The state agent devotes a separate chapter to the tax benefits enjoyed by 350 pilots (11 percent of the total) and 330 cabin crew (5 percent) who live abroad. This ‘significant group’ benefits from a KLM arrangement whereby they usually fly to Schiphol for free to do their work.

‘This commuting scheme is considerably more generous than that for employees who live in the Netherlands,’ says Kremers. KLM thus facilitates tax avoidance. Nothing illegal is happening, but it still feels uncomfortable with a company that is being propped up by the taxpayer.

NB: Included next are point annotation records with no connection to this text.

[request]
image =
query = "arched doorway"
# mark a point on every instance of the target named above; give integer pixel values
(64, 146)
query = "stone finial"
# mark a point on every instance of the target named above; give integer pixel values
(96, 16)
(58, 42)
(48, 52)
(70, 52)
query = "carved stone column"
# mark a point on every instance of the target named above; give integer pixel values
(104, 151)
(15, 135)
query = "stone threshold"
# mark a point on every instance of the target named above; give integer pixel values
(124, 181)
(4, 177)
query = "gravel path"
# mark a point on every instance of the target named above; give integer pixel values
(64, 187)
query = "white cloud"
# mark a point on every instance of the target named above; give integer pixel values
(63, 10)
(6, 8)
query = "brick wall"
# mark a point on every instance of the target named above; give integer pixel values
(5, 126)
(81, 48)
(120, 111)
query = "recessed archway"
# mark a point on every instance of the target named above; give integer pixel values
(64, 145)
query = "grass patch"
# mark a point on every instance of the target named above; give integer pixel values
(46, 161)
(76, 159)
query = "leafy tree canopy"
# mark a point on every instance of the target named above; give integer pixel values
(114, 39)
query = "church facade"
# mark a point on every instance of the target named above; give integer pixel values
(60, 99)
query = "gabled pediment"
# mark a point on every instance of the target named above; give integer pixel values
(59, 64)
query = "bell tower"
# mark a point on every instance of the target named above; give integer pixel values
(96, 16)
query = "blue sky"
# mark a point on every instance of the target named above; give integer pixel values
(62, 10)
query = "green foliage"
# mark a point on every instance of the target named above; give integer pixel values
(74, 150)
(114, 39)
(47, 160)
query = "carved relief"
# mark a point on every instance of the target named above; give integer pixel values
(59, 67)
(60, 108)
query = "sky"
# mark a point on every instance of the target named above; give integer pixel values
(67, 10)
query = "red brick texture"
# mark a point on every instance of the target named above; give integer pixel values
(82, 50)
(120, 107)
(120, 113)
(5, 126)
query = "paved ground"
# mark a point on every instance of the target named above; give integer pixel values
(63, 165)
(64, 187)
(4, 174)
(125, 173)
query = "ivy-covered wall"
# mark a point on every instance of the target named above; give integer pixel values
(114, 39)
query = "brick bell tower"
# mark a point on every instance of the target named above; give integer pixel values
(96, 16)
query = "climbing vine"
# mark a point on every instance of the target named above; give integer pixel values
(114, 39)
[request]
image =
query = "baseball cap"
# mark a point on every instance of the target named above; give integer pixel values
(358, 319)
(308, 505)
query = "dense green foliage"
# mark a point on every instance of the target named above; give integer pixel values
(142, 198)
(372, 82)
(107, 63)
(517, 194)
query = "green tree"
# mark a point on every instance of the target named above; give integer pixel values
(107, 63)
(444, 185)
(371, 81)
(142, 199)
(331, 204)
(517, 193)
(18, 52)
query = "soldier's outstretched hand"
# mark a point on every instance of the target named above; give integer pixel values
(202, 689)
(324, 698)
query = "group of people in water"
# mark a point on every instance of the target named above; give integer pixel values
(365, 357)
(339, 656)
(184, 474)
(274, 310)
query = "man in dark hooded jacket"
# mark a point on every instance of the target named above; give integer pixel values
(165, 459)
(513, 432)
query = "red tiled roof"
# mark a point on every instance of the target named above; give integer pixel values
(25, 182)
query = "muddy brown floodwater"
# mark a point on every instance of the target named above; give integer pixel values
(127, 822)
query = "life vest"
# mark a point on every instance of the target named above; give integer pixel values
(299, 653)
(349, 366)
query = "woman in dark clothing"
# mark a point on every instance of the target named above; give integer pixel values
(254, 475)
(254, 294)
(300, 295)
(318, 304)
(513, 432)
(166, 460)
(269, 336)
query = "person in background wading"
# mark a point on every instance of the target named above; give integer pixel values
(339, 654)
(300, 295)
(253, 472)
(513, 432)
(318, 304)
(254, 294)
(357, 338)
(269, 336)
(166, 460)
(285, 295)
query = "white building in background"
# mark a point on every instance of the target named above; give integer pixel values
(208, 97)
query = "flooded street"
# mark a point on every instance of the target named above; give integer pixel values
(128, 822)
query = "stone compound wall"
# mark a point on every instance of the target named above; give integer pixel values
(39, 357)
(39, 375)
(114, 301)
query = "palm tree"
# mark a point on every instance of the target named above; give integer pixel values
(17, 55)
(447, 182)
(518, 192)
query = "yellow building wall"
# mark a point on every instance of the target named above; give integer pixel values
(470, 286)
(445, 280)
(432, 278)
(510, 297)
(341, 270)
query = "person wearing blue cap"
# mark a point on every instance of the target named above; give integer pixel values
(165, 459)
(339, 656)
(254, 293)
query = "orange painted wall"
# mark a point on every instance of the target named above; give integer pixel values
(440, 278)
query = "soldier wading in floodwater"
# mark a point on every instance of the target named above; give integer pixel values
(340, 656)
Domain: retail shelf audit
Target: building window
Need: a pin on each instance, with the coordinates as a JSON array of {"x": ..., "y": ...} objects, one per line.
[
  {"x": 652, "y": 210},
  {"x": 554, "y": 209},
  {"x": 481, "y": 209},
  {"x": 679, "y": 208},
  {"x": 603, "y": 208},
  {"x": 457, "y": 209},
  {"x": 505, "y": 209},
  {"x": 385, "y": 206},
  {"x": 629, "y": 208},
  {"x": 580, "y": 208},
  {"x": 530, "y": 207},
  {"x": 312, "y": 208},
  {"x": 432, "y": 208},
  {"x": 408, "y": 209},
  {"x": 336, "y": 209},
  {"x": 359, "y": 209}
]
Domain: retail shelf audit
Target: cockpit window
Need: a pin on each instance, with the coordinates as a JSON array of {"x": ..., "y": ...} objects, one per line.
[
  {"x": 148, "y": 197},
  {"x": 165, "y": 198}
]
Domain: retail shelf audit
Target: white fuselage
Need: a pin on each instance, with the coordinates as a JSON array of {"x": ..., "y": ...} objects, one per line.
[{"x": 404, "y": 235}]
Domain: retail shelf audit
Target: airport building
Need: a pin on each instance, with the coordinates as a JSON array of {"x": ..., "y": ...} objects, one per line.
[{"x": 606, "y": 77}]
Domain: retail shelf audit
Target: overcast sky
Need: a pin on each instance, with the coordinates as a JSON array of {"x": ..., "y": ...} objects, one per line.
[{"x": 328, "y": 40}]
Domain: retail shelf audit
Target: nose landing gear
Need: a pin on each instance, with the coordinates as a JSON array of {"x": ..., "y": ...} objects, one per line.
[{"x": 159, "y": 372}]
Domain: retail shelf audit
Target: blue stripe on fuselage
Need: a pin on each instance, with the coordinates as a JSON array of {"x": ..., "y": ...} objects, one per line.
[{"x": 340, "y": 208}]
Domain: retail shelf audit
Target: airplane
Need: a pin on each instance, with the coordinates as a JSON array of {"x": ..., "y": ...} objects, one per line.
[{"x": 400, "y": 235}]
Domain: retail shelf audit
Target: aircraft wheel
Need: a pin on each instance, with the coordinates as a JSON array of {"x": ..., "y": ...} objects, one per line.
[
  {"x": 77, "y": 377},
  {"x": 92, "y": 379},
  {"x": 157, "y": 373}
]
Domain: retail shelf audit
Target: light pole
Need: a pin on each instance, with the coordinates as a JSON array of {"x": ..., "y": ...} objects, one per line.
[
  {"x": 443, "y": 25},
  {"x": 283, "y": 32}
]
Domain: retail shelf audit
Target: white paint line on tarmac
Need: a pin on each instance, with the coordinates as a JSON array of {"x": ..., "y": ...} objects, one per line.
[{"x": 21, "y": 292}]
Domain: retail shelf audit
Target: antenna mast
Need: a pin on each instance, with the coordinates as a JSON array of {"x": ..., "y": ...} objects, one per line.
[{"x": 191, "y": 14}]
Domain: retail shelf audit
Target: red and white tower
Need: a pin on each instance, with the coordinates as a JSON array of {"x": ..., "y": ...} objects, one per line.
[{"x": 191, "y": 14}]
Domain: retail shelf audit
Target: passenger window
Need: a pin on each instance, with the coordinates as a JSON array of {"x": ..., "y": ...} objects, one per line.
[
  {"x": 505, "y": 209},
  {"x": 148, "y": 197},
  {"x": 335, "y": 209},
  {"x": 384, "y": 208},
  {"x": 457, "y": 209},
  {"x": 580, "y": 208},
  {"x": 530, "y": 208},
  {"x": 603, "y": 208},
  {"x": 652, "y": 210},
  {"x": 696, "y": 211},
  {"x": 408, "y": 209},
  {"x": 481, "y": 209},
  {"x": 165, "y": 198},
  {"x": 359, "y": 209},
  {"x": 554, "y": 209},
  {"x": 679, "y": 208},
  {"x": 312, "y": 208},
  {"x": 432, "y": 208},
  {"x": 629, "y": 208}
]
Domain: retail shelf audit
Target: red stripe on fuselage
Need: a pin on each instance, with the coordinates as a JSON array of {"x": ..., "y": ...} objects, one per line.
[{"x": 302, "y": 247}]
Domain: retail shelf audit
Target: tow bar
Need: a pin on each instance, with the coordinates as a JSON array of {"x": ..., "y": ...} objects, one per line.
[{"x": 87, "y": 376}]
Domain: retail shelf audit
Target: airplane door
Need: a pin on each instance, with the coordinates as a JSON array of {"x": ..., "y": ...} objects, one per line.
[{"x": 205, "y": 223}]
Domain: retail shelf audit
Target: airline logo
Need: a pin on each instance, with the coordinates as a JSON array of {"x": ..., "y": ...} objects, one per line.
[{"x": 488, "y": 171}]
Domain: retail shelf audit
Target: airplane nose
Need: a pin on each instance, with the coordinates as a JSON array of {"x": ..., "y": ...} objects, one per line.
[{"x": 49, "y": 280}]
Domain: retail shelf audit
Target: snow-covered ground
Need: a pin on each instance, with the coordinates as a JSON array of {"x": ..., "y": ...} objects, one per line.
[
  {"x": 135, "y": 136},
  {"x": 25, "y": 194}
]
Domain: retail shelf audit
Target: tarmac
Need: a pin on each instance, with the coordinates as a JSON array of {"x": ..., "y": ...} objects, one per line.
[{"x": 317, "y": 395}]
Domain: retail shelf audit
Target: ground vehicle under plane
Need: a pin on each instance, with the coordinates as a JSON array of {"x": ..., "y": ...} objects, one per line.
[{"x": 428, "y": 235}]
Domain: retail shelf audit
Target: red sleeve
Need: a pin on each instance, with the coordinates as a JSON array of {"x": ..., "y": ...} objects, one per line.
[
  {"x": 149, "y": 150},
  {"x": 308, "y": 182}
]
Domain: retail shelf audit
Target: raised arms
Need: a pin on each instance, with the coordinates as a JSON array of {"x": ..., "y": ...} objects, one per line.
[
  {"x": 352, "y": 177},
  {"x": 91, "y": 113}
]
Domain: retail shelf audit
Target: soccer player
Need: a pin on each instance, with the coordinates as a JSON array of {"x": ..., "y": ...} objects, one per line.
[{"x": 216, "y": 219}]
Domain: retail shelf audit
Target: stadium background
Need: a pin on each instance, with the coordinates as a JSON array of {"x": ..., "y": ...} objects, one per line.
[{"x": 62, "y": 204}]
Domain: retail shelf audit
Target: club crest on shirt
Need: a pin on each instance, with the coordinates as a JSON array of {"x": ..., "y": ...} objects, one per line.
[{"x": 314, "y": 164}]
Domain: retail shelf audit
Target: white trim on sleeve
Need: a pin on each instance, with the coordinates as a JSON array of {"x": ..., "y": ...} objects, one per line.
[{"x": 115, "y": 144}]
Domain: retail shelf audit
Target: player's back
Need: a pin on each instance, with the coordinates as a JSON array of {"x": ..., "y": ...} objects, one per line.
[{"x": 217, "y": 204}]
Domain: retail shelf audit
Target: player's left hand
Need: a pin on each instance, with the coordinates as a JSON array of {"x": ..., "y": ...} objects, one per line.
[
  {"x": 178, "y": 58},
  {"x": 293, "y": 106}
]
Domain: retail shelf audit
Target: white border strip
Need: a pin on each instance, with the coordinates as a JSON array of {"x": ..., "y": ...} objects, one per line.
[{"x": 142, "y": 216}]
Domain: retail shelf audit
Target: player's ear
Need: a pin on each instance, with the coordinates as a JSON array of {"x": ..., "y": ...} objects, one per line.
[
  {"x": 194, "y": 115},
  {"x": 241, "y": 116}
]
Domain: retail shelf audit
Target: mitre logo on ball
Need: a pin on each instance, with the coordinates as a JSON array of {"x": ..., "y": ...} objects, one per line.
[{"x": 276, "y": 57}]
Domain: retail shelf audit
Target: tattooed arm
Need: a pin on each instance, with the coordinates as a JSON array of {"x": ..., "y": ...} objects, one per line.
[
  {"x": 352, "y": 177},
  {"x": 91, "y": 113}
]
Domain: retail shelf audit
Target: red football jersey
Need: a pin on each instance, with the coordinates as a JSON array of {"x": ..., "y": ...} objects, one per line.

The state agent often suggests that society expects KLM not only to act according to the letter of the law, but also in the spirit. He refers, for example, to the Train and Aviation Action Agenda, which aims to encourage travelers to Brussels, Paris, London, Düsseldorf, Frankfurt and Berlin to take the train more often than by plane. This initiative bears KLM’s signature. But in a newspaper interview, Kremers sees, KLM CEO Pieter Elbers states that the train cannot compete with the plane when traveling across national borders and says that he takes the plane himself to four of the destinations.

Price tag

The holiest house the state agent blows at is that of network quality. KLM states that the entire globe connects the Netherlands with the whole world and enriches it economically. Not everyone is convinced of that. The Council for the Living Environment and Infrastructure believes that KLM interprets network quality too much as ‘maximum destination quantity’. The House of Representatives has also asked for an analysis of how many and which destinations are needed for good international accessibility.

The state agent reports that he will check with outside help whether all those flights serve a purpose. He wants to make a distinction between ‘the public interest of the network quality of Schiphol and the commercial hub interest of KLM’.

At KLM, the staff, the trade unions and the investor association VEB, the progress reporting has been bad. ‘Kremers will take the seat of the board of directors’, the accusation sounds. They wonder whether the lifebuoy will not turn into a millstone. The fact is: 6.5 billion euros in aid, and the will of society to cough it up, comes with a price.